I Shot Jesse James



I Shot Jesse James is a 1949 American western film written and directed by Samuel Fuller. Fuller took the liberty of adding a love story to the tragic life and demise of Robert Ford, who even today is best remembered as the dirty little coward that shot Mr. Howard!! Samuel Fuller’s directorial debut, starred Preston Foster, Barbara Britton, and John Ireland as Bob Ford, it was reported to have cost a mere $110,000, being shot in ten days on rented sets at the Republic Studios. It earned him $5,000.[1][2][4]

This was the first film directed by Samuel Fuller. The producer was Robert Lippert, who gave total freedom to Fuller as long as the budget was low. The result was a financial success considering the amount that was invested and it established the pattern that Fuller’s films would follow: low budget, but control of the film by Fuller.[2]

16 August 2005 | by alexandre michel liberman (tmwest) (S. Paulo, Brazil)

The project began when independent producer Robert L. Lippert tracked down Fuller after reading his 1944 newspaper-themed novel The Dark Page. In his 2002 memoir A Third Face: My Tale of Writing, Fighting, and Filmmaking, Fuller recalled Lippert saying, “I’m interested in backing you so that you can turn one of your stories into a movie… What’ve you got? …
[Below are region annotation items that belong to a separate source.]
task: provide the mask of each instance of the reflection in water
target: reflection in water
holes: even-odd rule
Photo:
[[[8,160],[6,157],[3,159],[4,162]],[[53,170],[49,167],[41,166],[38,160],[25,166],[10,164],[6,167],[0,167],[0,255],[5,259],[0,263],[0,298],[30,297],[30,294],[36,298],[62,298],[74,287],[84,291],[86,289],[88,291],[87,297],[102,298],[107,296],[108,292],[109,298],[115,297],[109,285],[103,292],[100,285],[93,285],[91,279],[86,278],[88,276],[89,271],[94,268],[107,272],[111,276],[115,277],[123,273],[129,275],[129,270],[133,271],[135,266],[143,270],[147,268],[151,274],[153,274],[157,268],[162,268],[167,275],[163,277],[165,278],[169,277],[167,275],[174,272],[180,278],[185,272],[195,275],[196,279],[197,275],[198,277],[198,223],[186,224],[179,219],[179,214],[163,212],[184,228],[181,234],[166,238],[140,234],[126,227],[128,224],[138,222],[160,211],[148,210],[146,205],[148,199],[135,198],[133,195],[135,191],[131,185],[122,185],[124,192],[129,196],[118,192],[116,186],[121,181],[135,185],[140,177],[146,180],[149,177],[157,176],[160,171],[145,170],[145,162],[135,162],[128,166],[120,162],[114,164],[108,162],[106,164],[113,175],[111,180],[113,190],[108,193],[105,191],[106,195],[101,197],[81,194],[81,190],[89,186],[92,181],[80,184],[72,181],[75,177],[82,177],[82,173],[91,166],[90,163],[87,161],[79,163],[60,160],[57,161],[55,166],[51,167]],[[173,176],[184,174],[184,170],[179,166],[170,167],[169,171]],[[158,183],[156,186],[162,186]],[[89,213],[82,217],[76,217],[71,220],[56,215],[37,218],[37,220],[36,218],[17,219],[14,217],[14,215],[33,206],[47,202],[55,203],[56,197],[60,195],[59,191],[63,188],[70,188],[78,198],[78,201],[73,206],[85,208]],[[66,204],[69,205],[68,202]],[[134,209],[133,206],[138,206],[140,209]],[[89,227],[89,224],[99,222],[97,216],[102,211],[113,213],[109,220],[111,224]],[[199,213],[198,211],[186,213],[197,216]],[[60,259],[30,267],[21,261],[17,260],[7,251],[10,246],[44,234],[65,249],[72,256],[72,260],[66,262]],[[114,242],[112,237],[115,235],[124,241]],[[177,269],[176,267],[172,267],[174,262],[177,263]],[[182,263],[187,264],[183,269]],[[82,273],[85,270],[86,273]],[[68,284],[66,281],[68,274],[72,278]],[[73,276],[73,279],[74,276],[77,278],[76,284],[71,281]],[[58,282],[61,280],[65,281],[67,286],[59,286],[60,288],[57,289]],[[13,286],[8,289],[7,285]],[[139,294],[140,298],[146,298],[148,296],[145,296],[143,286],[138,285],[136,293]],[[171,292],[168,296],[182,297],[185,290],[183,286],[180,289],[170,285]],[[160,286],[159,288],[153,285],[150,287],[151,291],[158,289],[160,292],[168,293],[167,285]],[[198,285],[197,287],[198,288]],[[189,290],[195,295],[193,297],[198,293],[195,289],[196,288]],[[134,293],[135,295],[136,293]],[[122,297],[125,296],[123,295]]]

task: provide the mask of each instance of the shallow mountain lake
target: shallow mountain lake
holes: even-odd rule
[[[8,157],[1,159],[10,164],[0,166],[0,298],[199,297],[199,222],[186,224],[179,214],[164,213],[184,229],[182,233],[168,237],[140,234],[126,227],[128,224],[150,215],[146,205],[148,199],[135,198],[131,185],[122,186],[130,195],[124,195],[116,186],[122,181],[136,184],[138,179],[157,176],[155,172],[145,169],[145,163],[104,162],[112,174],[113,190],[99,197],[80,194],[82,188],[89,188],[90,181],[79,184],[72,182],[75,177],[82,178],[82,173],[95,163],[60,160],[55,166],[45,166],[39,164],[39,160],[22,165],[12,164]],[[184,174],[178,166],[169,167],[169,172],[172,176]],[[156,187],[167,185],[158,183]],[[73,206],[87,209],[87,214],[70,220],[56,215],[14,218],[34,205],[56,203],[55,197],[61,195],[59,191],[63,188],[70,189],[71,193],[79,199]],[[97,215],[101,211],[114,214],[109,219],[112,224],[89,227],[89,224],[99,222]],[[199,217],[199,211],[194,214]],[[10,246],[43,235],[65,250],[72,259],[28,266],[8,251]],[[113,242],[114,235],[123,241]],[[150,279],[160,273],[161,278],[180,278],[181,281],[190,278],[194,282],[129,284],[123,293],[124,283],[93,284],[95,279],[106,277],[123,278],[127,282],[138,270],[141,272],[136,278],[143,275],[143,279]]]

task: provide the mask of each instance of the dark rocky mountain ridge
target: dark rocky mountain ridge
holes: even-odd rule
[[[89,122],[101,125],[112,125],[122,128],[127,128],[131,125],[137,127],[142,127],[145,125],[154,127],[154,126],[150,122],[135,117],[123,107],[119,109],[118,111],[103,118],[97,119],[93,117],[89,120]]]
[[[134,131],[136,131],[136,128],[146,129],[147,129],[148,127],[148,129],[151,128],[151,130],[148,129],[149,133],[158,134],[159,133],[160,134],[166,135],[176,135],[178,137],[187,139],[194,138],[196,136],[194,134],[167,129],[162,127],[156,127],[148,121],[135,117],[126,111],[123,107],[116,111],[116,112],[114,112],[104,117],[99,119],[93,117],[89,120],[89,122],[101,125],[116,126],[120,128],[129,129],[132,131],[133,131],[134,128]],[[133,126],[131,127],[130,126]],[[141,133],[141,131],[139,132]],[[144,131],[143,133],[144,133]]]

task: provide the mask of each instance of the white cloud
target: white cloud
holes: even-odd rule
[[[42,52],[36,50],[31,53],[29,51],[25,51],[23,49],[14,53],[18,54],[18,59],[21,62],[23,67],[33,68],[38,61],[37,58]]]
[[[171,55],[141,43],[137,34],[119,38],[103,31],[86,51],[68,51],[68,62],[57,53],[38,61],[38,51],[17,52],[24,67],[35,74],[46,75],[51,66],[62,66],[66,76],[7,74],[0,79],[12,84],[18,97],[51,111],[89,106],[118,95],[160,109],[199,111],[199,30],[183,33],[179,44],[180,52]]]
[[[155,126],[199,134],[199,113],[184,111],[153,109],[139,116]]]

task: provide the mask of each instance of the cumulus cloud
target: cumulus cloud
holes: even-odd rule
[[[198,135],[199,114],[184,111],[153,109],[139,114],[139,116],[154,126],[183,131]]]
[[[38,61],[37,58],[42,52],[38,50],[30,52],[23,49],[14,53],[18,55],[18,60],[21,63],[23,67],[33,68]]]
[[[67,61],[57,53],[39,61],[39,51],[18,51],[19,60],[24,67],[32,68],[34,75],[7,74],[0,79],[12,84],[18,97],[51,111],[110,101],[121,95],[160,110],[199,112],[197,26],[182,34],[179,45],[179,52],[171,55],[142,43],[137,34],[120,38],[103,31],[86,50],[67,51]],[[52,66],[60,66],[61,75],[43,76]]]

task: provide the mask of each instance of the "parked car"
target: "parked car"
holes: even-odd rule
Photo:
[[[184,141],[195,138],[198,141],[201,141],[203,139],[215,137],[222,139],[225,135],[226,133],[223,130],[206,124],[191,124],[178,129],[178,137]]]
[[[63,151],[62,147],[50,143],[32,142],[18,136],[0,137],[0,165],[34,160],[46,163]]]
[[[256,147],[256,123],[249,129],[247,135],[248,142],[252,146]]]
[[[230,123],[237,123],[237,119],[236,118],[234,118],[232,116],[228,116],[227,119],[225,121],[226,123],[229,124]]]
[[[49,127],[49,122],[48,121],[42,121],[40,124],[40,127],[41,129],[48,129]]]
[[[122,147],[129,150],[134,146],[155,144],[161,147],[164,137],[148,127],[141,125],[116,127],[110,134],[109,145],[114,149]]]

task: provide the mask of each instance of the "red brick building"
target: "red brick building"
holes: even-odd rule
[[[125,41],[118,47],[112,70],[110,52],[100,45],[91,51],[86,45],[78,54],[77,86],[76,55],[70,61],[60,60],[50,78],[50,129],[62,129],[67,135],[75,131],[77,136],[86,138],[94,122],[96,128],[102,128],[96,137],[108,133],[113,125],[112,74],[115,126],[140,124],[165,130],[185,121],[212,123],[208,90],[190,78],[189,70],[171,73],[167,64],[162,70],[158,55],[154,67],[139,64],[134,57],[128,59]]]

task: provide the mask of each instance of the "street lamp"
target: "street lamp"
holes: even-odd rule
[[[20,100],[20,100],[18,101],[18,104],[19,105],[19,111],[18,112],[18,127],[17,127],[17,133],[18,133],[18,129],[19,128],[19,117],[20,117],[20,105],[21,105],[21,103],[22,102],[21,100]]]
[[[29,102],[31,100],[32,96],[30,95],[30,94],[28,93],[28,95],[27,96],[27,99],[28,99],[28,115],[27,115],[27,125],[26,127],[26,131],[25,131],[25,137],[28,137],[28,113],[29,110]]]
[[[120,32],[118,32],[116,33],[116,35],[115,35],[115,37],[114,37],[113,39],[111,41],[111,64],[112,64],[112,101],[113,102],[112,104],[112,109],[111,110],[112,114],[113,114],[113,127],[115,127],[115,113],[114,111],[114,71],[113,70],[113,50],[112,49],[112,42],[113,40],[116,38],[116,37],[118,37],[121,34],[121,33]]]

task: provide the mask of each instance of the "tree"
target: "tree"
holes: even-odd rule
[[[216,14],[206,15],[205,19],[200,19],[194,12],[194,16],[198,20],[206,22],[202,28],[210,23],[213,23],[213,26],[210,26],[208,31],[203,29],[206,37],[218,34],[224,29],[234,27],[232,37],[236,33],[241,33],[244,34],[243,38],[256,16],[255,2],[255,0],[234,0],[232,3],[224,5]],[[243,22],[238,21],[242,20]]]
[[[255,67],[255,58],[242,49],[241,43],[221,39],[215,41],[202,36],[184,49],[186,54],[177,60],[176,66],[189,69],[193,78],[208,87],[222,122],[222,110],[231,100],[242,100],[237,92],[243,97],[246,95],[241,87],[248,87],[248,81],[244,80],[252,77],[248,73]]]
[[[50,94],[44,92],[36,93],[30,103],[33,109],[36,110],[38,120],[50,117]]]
I want to do a little film with a good story, Sammy,” Fuller quotes Lippert as saying, “where we can have some fun and both make a profit.”[4]

If ever a film deserved to be called “noir” it is this one. Apart from being filmed in black and white, but more black than white, it is the story of a man so blinded by love that all through the film you feel his anguish and desperation.[2]

16 August 2005 | by alexandre michel liberman (tmwest) (S. Paulo, Brazil)

John Ireland, whom Fuller had admired in Red River (1948), plays a slow-witted if likable Ford, nursing a broken heart in the wake of his fateful shot. Marinating in self-loathing, he’s sentenced to relive the moment that defined him in the public eye, taking a stage job in which he reenacts his already mythologized assassination.[3]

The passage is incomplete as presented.